The AlgorithmAPI class is designed to provide a unified interface to the algorithmic classes and dynamic XDL execution. The class contains methods to parse the reaction parameters into parameter-agnostic data arrays suitable for the numeric optimization algorithms, initialize algorithm classes, query data for the next setup and save the intermediate results.

Available algorithms

1. Random search Random search algorithm relies on the random submodule of the NumPy library.5 The suggestion of this algorithm is a random number array (sampled from a uniform distribution) within the parameters constraints. The following parameters are available to construct the algorithm’s class:

  • random_state – a seed to initialize low-level random number generator, used to preserve reproducibility across multiple optimization runs.

2. Genetic algorithm A basic genetic algorithm was written and adopted for the sequential optimization of chemical reactions. It uses truncation selection, single point crossover, and random reset mutation while preserving the best solution (elitism). In case of premature convergence, the population is reinitialized. The key hyperparameters to tune are:

  • pop_size – Number of individuals in the population.
  • mutation_rate – Probability (0 to 1) of mutating a gene.

3. Sequential model-based optimization (SMBO) The algorithm implementation is based on the scikit-optimize python library and provides a simple and efficient library to minimize expensive and noisy black-box function. The parameters for the underlying algorithm are listed in the official documentation.

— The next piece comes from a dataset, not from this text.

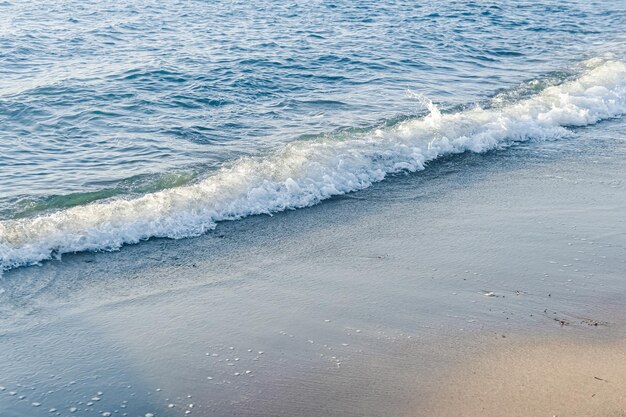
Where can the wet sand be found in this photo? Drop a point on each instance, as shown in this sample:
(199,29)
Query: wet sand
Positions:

4. Design of Experiments Several experimental designs are available via a wrapper for pyDOE2. Available designs include full and fractional factorial designs, Response-surface designs, and randomized designs. The wrapper calls the appropriate pyDOE2 functions to generate the design matrix and maps the levels onto the appropriate parameter values based on the search space bounds. For details, checkout the original documentation for pyDOE.

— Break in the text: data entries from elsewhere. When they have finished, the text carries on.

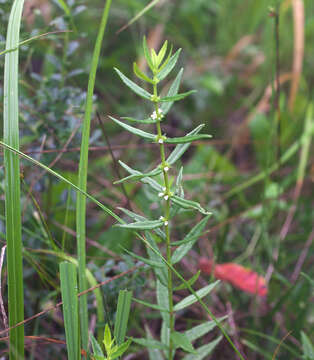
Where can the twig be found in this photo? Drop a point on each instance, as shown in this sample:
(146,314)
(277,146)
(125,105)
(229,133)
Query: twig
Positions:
(54,307)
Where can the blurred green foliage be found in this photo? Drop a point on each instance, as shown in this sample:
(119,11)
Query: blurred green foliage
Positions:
(231,80)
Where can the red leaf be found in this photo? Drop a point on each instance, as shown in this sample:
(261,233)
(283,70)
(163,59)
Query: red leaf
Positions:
(237,275)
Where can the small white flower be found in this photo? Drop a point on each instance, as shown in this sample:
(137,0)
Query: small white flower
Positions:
(154,115)
(157,115)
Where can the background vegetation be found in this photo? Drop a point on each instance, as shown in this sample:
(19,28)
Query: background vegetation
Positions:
(256,174)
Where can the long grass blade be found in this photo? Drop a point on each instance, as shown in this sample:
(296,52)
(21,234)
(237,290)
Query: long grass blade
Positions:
(82,179)
(12,185)
(68,278)
(143,239)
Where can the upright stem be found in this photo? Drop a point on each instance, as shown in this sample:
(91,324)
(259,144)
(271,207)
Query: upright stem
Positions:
(167,196)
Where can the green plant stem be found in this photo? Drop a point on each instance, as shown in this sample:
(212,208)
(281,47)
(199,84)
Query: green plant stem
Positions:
(12,186)
(82,179)
(167,230)
(121,221)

5. Dummy methods The following “dummy” methods are given to the user to run the given reaction iteratively using the respective setup on each iteration: • fromcsv – the next setup is read from the given csv file. • reproduce – the next setup is equal to the initial setup from the procedure. Used to check the experimental outcome for reproducibility.

Analyzer

The SpectraAnalyzer (SA) class contains methods to manage the spectra and perform the corresponding analysis for the quantification of the reaction outcome. The class is used inside FA step to load the measured spectrum (load_spectrum) and call final_analysis to get the iteration result. The latter method is called with reference, target and constraints arguments, obtained from optimization configuration.

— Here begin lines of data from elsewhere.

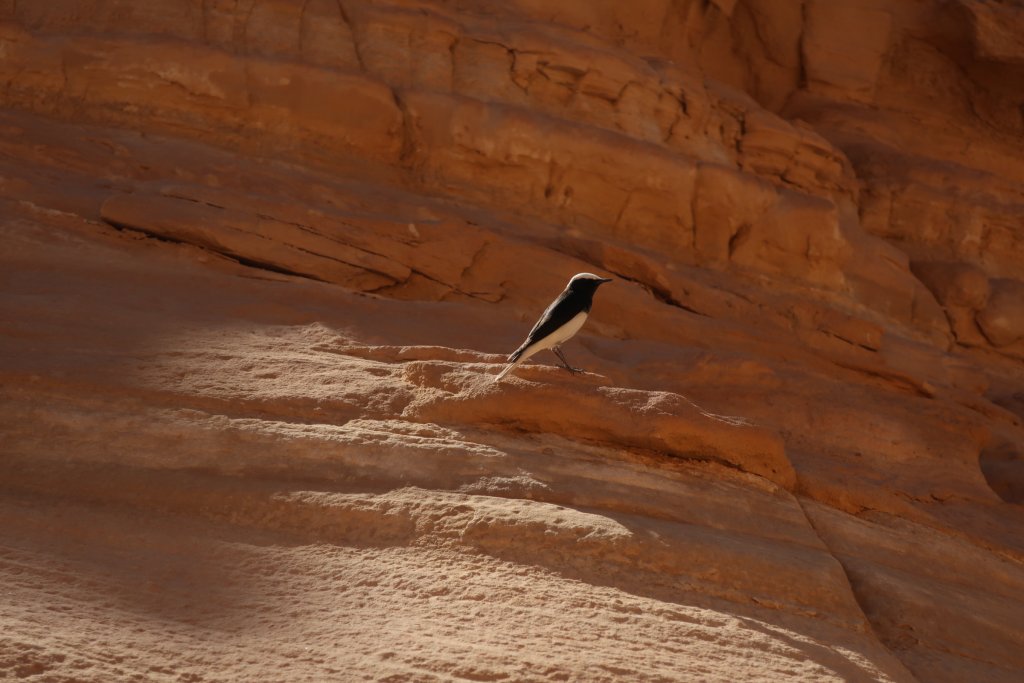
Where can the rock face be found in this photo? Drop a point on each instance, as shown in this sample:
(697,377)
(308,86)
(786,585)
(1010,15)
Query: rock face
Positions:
(262,259)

Additionally, SA contains method to load previously measured spectra (e.g. for novelty search with NMR feedback), processing control experiment (currently under development).

Loss Function Collection

The functions for the analysis are presented in the special class: LossFunctionCollection and queried by the name of the spectrum class and name of the optimization objective, e.g.:

>>> lfc = LossFunctionCollection()
>>> loss_function = lfc[('SpinsolveNMRSpectrum', 'spectrum_peak_area_42')]
>>> loss_function
<bound method LossFunctionsCollection._spinsolvenmrspectrum_spectrum_peak_area ...>

The functions implemented should follow the naming convention as _spectrumclassname_ojbective_name and accept 3 arguments: reference, target and constraints. If loss function for the corresponding spectrum class not found, it falls back to generic (_generic_objectivename). If loss function for the corresponding objective is not found, it falls back to generic_loss_function, which returns Nan just to keep optimization going.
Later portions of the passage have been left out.